Neil Blackmore is a British novelist who had a success in Germany and other countries in the 1990s and 2000s with his first two novels, Soho Blues and Der Himmel über Damaskus. These books were published to great success and critical strength and Neil Blackmore toured all over the country of Germany, where his books sold very well. The books were also published in the United Kingdom (Der Himmel über Damaskus under the title of Split My Heart there). In the UK the books were published by Orion House and were less successful than in some other countries. But his books were given very good reviews by newspapers. Neil Blackmore was one of the first writers to have a writing blog, starting in the late 1990s. Bright Red, his website centered on his blog (not then called so), was one of the best known writing sites of the time, known for its humour and honesty. In 2000 The Independent newspaper named it one of the best websites on writing.

Blackmore told German fans that he had stopped writing for some years and had been travelling the world and living in London as a freelance writer. He is currently listed as a member of the long-running North London Writers circle , along with Sarah Waters and Charles Palliser.

In an extensive interview about his career with Monocle Radio at the publication of Radical Love, he explained why he had stopped publishing for many years and his reservations about being a novelist.

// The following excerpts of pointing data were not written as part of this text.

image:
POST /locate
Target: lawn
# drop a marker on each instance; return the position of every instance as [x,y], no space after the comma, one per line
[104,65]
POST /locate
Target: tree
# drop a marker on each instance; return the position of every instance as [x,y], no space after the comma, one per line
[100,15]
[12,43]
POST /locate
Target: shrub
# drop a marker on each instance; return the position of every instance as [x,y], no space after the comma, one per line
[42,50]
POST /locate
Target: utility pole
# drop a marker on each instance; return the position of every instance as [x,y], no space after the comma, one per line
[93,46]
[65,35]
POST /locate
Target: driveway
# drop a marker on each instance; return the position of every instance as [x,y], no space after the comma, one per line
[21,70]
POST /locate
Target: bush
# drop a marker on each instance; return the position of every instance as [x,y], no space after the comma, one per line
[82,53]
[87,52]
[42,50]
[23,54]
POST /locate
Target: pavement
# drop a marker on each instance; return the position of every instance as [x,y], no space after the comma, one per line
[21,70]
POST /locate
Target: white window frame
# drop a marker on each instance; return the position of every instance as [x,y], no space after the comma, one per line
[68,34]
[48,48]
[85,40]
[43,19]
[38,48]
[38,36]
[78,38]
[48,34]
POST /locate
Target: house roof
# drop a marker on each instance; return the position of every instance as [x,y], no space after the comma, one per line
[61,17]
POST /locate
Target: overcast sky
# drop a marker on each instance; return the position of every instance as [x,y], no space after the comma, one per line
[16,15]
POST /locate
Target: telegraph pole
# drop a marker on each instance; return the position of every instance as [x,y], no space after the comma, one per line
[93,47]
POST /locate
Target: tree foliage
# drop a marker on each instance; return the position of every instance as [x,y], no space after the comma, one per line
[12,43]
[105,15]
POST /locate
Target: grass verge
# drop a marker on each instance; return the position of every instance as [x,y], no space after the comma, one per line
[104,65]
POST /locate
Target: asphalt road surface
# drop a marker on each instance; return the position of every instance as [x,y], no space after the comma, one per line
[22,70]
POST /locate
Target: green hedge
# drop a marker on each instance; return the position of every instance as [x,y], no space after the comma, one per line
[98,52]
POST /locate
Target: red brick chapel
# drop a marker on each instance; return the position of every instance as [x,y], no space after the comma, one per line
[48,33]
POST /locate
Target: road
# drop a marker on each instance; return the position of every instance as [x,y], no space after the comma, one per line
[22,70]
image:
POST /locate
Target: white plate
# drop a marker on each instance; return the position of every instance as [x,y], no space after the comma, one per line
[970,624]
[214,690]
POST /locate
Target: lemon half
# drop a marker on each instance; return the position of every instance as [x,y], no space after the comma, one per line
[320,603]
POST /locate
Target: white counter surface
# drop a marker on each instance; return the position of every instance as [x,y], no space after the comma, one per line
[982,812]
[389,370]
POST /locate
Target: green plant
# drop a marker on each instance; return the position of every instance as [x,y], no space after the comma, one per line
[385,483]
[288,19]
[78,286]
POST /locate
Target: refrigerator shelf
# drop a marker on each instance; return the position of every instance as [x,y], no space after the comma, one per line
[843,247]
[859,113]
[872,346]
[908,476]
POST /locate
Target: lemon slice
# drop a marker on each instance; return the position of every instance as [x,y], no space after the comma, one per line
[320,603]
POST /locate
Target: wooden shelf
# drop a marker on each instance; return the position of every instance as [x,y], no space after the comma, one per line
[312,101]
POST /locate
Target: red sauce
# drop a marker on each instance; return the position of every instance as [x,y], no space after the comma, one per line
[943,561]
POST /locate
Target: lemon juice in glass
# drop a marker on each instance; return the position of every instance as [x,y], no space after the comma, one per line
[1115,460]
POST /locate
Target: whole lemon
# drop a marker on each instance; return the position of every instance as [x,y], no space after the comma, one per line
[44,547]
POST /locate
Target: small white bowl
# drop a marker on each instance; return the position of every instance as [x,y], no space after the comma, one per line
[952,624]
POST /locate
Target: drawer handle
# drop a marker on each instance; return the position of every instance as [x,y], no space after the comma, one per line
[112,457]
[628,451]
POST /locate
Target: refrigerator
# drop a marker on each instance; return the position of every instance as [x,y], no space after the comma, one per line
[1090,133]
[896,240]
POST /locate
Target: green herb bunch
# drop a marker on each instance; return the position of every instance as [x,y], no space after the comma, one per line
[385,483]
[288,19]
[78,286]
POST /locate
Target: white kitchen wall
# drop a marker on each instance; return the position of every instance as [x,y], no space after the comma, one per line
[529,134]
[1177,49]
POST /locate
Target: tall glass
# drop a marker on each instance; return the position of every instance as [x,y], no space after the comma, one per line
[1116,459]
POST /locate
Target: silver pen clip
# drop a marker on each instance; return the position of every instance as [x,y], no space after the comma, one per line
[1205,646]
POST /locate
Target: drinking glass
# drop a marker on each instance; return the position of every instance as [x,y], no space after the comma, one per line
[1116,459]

In 2019, Penguin Books announced they would publish Blackmore's third novel The Intoxicating Mister Lavelle in 2020, having acquired World English rights. This novel was shortlisted for the Polari Prize. Blackmore published The Dangerous Kingdom of Love in 2021 and then Radical Love in 2023, to widespread acclaim, including The Times newspaper saying it "confirms Blackmore as one of the most original voices in historical fiction today."